The Courier & Advertiser (Fife Edition)
NANCY NICOLSON FARMING EDITOR
International meat companies and their discerning customers from across the globe will congregate in Paris on Monday for SIAL, one of the world’s biggest exhibitions of food.
Top Scottish beef exporters and the industry’s promotional body, Quality Meat Scotland (QMS), will be there in force, flying the flag alongside 7,000 companies from 109 countries and fighting for an extra slice of lucrative international markets.

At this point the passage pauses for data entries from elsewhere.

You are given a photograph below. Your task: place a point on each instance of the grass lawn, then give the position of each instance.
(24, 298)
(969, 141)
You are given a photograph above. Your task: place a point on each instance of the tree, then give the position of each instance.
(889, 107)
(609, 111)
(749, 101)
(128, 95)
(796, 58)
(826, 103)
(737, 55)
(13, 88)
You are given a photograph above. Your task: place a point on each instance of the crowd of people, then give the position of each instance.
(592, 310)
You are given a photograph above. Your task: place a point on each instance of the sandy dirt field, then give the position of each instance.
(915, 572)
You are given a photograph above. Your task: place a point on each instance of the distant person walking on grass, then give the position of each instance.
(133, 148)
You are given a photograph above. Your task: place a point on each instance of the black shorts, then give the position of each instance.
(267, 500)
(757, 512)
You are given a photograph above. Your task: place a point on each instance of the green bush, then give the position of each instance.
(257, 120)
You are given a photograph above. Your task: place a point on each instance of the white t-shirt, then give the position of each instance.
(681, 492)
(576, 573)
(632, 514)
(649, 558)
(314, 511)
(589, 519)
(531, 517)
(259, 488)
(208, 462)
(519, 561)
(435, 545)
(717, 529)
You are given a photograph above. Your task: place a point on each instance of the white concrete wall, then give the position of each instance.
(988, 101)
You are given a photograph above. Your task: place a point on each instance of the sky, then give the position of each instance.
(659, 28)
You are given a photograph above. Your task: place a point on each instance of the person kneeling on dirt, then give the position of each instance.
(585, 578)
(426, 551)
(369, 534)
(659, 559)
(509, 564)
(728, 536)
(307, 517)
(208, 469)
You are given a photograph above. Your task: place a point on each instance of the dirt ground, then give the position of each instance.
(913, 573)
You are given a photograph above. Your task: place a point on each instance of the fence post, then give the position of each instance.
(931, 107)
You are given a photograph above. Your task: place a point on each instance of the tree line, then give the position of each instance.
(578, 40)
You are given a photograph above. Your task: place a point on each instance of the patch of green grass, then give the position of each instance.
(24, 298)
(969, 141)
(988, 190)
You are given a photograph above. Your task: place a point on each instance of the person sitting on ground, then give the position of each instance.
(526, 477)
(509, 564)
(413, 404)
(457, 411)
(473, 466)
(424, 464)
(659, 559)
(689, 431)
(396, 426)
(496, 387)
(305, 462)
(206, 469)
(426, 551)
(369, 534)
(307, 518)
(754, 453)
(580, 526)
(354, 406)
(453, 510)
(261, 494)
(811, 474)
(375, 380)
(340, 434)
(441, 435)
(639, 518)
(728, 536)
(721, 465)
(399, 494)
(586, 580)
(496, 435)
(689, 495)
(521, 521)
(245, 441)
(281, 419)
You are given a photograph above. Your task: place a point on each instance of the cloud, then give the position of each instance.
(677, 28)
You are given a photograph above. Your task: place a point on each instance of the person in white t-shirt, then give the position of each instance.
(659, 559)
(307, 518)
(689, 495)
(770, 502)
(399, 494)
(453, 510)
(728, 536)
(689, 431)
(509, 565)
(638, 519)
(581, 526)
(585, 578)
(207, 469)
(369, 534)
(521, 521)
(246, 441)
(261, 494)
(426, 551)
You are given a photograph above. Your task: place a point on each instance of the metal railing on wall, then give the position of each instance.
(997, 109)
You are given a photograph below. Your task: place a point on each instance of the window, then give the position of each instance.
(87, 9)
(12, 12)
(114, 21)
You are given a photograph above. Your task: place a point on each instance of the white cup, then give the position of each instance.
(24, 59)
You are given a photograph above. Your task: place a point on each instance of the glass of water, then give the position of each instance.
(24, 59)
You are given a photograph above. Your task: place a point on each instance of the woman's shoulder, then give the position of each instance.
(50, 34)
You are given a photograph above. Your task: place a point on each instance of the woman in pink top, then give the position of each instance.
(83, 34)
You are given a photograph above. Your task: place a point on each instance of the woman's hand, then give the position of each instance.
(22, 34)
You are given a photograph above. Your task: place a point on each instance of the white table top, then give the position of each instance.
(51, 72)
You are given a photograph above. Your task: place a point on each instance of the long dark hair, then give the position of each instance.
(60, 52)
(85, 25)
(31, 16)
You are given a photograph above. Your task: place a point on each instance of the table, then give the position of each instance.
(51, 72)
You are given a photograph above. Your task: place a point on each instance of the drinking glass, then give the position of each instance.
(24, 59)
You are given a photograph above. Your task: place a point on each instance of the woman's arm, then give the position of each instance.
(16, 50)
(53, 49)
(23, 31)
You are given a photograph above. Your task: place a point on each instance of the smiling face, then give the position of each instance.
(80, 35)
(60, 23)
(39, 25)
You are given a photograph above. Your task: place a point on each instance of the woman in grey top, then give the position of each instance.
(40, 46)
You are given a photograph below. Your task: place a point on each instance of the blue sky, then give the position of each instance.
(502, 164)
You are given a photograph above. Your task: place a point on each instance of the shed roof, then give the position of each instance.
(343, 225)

Scotland carries the advantage of having a strong story to tell of quality breeds, unrivalled traceability and a reputation for taste and flavour.
However, no one will deny that the discovery of a single animal diagnosed with BSE will cast a shadow over the national stand and make the job of exporters more delicate than it has been for several years.
QMS focus will now turn to reassuring old and potentially new customers that our beef remains world class, so in the circumstances, SIAL may be good timing.
What is certain is that when the news broke on Thursday, a collective shudder went through the Scottish farming industry.
It’s still too soon to know whether the case is the result of a genetic mutation, or if it was caused by an outside source, but every beef producer in the country will feel massive sympathy for their Aberdeenshire colleague who, despite always doing the “correct things”, has been caught up in a grim echo of the 1990s.
Devastating as this week has been, today’s beef industry is robust enough to withstand the heat.